Abstract: Tectonic episodicity and convective feedback mechanisms
U. Walzer and R. Hendel. Tectonic episodicity and convective feed-back mechanisms. Phys. Earth Planet. Int., 100:167-188, 1997b.
Tectonic episodicity and convective feedback mechanisms
Uwe Walzer1, Roland Hendel1,
1 Institut für Geowissenschaften, Friedrich-Schiller-Universität, Burgweg 11, 07749 Jena, Germany
Abstract.
The evolution of the Earth is characterized by irreversible processes; radioactive decay of the major heat-producing elements, thermal convection and chemical segregation. The prevailing heat from within and the temperature dependence of the viscosity are essential for thermal convection. In the present paper, the chemical and thermal evolution of the mantle and the generation of the continent material are represented by a two-dimensional and finite-difference Boussinesq convection model.

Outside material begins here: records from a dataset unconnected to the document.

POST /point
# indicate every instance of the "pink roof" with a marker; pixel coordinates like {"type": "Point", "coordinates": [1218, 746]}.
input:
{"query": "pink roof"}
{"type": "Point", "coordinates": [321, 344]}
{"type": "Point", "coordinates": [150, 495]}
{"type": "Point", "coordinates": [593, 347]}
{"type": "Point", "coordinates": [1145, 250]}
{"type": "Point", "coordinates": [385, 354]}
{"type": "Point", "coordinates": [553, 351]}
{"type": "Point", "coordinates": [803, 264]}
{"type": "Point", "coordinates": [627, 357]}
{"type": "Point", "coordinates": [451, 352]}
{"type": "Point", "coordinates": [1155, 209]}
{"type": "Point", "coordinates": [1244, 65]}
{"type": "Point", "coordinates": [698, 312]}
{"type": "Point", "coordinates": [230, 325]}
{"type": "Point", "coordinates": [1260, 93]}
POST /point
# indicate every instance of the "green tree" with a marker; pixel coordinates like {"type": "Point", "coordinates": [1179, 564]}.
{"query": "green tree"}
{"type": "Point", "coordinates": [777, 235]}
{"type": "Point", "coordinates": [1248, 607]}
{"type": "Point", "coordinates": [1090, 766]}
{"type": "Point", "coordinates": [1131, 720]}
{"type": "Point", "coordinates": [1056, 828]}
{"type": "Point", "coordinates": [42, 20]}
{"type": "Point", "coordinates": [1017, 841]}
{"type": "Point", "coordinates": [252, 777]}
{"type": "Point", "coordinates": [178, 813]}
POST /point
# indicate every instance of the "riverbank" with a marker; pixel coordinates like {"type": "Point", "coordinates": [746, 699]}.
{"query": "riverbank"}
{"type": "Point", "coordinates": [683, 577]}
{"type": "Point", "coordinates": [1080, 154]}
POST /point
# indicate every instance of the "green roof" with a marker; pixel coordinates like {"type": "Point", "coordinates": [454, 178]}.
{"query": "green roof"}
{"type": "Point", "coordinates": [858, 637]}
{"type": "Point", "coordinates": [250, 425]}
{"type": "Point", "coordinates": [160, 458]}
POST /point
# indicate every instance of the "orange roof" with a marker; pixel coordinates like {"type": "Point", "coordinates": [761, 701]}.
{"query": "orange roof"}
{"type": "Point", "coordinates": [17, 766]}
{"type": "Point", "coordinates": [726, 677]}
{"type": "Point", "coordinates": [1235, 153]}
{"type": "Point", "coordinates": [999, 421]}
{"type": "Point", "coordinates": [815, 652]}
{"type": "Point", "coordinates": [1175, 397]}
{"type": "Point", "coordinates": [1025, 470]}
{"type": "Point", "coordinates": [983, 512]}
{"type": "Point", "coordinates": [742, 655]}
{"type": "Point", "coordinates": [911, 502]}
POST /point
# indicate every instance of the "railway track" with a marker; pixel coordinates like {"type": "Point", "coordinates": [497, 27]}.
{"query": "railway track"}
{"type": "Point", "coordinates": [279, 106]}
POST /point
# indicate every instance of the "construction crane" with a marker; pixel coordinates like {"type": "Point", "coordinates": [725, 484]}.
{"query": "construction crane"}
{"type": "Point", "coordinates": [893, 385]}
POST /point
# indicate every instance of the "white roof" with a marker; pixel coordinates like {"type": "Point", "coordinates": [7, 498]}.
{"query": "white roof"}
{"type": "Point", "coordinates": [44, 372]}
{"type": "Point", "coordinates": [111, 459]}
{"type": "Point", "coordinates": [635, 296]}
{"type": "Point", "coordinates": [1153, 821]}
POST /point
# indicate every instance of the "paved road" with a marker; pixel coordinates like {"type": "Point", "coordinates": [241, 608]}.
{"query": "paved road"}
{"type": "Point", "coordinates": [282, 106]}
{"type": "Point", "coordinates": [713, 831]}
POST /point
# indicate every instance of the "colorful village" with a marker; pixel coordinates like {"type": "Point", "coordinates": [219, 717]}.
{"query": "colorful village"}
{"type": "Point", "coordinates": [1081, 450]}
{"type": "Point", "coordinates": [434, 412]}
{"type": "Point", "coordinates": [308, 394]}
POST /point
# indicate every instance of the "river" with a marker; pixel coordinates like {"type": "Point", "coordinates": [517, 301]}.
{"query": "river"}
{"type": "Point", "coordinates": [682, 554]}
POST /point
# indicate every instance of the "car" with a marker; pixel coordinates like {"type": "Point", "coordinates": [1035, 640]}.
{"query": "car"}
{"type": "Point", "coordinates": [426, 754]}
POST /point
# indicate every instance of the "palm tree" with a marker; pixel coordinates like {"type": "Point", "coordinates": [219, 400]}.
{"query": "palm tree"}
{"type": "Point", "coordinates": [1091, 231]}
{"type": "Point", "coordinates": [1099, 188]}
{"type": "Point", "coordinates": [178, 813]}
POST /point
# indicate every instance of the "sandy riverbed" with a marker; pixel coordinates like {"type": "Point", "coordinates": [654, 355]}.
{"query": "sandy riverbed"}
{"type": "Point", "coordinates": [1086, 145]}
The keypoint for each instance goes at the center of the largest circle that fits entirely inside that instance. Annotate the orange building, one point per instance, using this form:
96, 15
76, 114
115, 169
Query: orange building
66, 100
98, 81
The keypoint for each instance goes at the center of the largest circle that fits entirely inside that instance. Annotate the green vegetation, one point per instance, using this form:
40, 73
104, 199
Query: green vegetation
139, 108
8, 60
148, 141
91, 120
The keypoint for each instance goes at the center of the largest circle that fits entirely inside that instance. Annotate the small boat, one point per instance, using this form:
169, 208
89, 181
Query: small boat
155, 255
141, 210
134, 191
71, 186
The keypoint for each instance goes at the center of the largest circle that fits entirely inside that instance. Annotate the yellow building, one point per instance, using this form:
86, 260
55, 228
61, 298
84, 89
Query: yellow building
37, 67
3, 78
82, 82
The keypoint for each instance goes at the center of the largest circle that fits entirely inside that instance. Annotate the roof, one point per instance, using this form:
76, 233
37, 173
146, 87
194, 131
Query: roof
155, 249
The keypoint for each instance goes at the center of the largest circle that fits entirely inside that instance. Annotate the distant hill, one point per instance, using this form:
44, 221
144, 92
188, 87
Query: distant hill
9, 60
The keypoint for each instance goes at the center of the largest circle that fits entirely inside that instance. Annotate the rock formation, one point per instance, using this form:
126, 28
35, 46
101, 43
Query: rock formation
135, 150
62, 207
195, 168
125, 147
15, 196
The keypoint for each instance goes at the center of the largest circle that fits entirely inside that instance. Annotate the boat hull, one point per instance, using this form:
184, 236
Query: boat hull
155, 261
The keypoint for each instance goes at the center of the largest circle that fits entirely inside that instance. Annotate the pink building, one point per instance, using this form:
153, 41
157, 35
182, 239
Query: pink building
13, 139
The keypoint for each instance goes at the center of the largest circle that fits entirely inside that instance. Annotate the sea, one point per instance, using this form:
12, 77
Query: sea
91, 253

We have introduced the above-mentioned principal features in this model, a geochemical paper by Hofmann (1988, Earth Planet. Sci. Lett., 90: 297-314) constituting our starting point for the distribution of the radionuclides. The concentration of the radionuclides and the viscosity are functions of the location and time developing according to our system of differential equations. Although the real Earth is a much more complex system, we have dared to make a comparison with observed geological data; we obtain a depleted upper mantle and acceptable values for the heat flow on the surface of the Earth as well as for the distribution of temperature, viscosity and of the velocity of creep in the mantle. The ups and downs of the convective vigour of the model roughly resemble the supercontinent cycles, the world-wide distribution of mineral dates in time, the sea-level variations and the variations of a number of geochemical parameters.
Key words: Earth, mantle, convection, mantle convection, evolution, episodicity, tectonic episodicity, heat-producing elements, supercontinent, continent, earth evolution, chemical segregation, chemical differentiation, fractionation, Wilson cycle, sea level, Phanerozoic, Archaic, Proterozoic, viscosity.